Passing through the center, one notices some open gates, and, after the cigarette smoke, soldiers appear who are guarding armored vehicles. They all wave to us to approach or stop to check our documents. Afterwards, there’s the usual lecture about the prohibition to take photos and videos.

Some are asking to check our cell phones or the latest pictures in the camera’s memory. They are not particularly aggressive, especially taking into account the situation and the fact that they would be the first targets of bombardment from the sea. Among civilians, many are afraid of this eventuality, because, as Vladyslav, a Ukrainian computer scientist, explains, “these would not be guided missiles. They would hit large areas, at random even. Imagine the damage that such an attack would cause.” For the same reason, however, many believe that this will not happen.

At the same time, people are looking a little further east, to Mykolaiv, now seen as a key stronghold for Odessa as well. Less than two hours away by car, Mykolaiv covers the eastern flank of the Ukrainian troops stationed in the south, and any Russian breakthrough would cause an inevitable encirclement. This is also because a Ukrainian counterattack from the north seems less likely if the Russian forces continue to approach Lviv.

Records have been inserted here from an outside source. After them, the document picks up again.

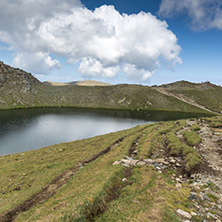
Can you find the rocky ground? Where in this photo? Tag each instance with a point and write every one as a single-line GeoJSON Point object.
{"type": "Point", "coordinates": [205, 183]}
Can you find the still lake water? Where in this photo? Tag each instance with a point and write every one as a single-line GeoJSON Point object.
{"type": "Point", "coordinates": [28, 129]}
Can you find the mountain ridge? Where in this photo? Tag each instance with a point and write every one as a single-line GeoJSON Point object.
{"type": "Point", "coordinates": [19, 89]}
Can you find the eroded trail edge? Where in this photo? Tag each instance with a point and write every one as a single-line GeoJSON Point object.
{"type": "Point", "coordinates": [51, 189]}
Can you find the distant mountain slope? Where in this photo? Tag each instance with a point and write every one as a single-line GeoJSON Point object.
{"type": "Point", "coordinates": [78, 83]}
{"type": "Point", "coordinates": [149, 173]}
{"type": "Point", "coordinates": [19, 89]}
{"type": "Point", "coordinates": [203, 95]}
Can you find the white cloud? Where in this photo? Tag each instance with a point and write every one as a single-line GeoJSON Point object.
{"type": "Point", "coordinates": [204, 14]}
{"type": "Point", "coordinates": [102, 42]}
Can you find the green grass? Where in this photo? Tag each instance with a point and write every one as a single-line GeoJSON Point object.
{"type": "Point", "coordinates": [195, 127]}
{"type": "Point", "coordinates": [178, 148]}
{"type": "Point", "coordinates": [43, 166]}
{"type": "Point", "coordinates": [96, 192]}
{"type": "Point", "coordinates": [192, 138]}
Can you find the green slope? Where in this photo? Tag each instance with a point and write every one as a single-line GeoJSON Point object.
{"type": "Point", "coordinates": [77, 181]}
{"type": "Point", "coordinates": [19, 89]}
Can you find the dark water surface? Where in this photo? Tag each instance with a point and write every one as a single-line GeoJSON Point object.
{"type": "Point", "coordinates": [27, 129]}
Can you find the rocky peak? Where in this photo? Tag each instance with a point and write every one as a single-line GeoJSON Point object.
{"type": "Point", "coordinates": [16, 76]}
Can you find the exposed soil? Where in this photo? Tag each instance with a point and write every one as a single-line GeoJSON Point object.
{"type": "Point", "coordinates": [210, 149]}
{"type": "Point", "coordinates": [52, 188]}
{"type": "Point", "coordinates": [183, 98]}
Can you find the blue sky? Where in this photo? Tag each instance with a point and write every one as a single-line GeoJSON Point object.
{"type": "Point", "coordinates": [198, 45]}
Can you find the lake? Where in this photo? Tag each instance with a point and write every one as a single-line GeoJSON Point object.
{"type": "Point", "coordinates": [27, 129]}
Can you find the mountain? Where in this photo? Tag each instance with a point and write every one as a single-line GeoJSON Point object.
{"type": "Point", "coordinates": [204, 95]}
{"type": "Point", "coordinates": [167, 171]}
{"type": "Point", "coordinates": [19, 89]}
{"type": "Point", "coordinates": [78, 83]}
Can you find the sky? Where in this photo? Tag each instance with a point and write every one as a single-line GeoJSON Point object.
{"type": "Point", "coordinates": [147, 42]}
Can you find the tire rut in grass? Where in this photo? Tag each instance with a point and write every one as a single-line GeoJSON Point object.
{"type": "Point", "coordinates": [51, 189]}
{"type": "Point", "coordinates": [100, 204]}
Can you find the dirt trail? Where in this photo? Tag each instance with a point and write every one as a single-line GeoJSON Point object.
{"type": "Point", "coordinates": [51, 189]}
{"type": "Point", "coordinates": [184, 99]}
{"type": "Point", "coordinates": [210, 150]}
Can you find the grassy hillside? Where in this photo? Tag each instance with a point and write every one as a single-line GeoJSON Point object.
{"type": "Point", "coordinates": [147, 173]}
{"type": "Point", "coordinates": [20, 89]}
{"type": "Point", "coordinates": [206, 94]}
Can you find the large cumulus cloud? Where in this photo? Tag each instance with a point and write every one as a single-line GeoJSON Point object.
{"type": "Point", "coordinates": [204, 14]}
{"type": "Point", "coordinates": [101, 42]}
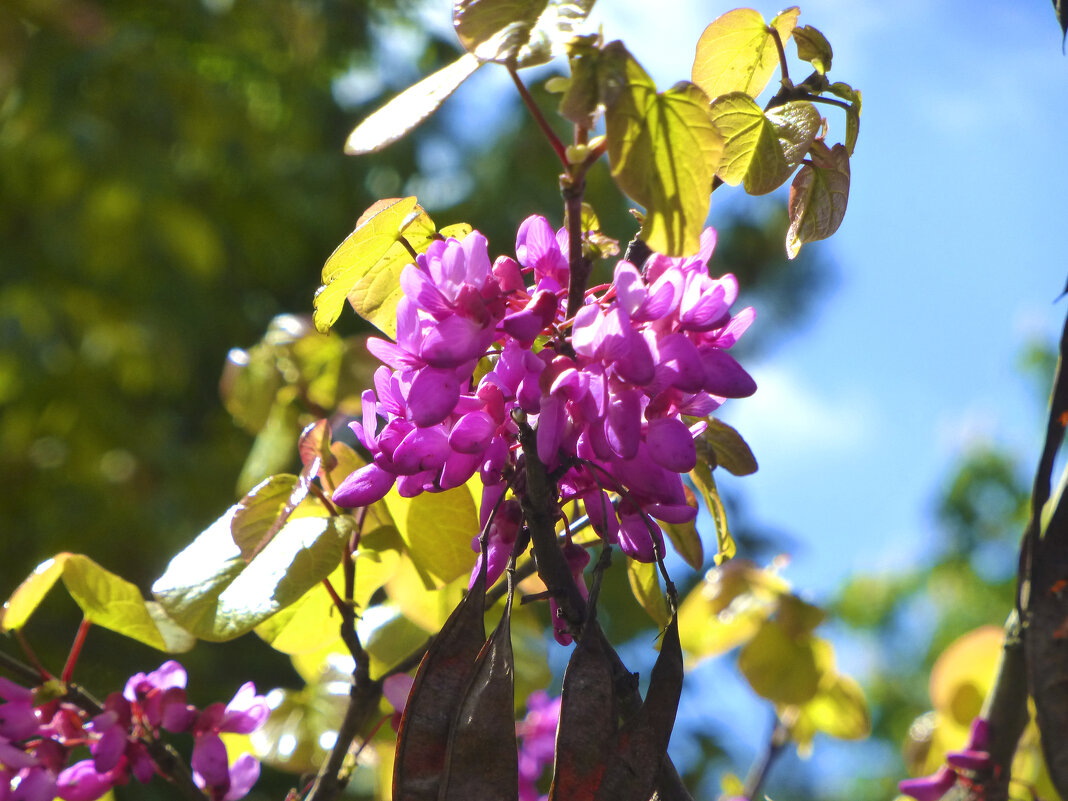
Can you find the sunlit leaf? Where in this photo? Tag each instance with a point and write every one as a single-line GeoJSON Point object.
{"type": "Point", "coordinates": [483, 760]}
{"type": "Point", "coordinates": [210, 590]}
{"type": "Point", "coordinates": [645, 584]}
{"type": "Point", "coordinates": [813, 47]}
{"type": "Point", "coordinates": [759, 150]}
{"type": "Point", "coordinates": [435, 699]}
{"type": "Point", "coordinates": [737, 52]}
{"type": "Point", "coordinates": [438, 529]}
{"type": "Point", "coordinates": [851, 96]}
{"type": "Point", "coordinates": [409, 108]}
{"type": "Point", "coordinates": [778, 666]}
{"type": "Point", "coordinates": [721, 445]}
{"type": "Point", "coordinates": [818, 197]}
{"type": "Point", "coordinates": [702, 477]}
{"type": "Point", "coordinates": [519, 33]}
{"type": "Point", "coordinates": [587, 719]}
{"type": "Point", "coordinates": [105, 599]}
{"type": "Point", "coordinates": [365, 268]}
{"type": "Point", "coordinates": [663, 150]}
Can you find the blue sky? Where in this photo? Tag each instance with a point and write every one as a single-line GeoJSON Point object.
{"type": "Point", "coordinates": [951, 257]}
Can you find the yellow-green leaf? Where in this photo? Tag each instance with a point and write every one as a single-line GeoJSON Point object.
{"type": "Point", "coordinates": [365, 268]}
{"type": "Point", "coordinates": [105, 598]}
{"type": "Point", "coordinates": [437, 529]}
{"type": "Point", "coordinates": [519, 33]}
{"type": "Point", "coordinates": [210, 591]}
{"type": "Point", "coordinates": [813, 47]}
{"type": "Point", "coordinates": [721, 445]}
{"type": "Point", "coordinates": [760, 151]}
{"type": "Point", "coordinates": [409, 108]}
{"type": "Point", "coordinates": [737, 52]}
{"type": "Point", "coordinates": [780, 668]}
{"type": "Point", "coordinates": [645, 585]}
{"type": "Point", "coordinates": [702, 477]}
{"type": "Point", "coordinates": [663, 151]}
{"type": "Point", "coordinates": [818, 197]}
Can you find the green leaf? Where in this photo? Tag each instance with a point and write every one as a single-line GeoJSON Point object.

Several explosions were reported on Friday night near the Ivano-Frankivsk and Lutsk airports. The two cities, almost equidistant from Lviv along the longitudinal axis, are considered important outposts for the defense of the regional capital, and their fall would open the way towards the “capital of the west.”

Meanwhile, there is growing concern about the possible involvement of the Belarusian army. Some Ukrainian sources have claimed that Lukashenko has already decided to intervene.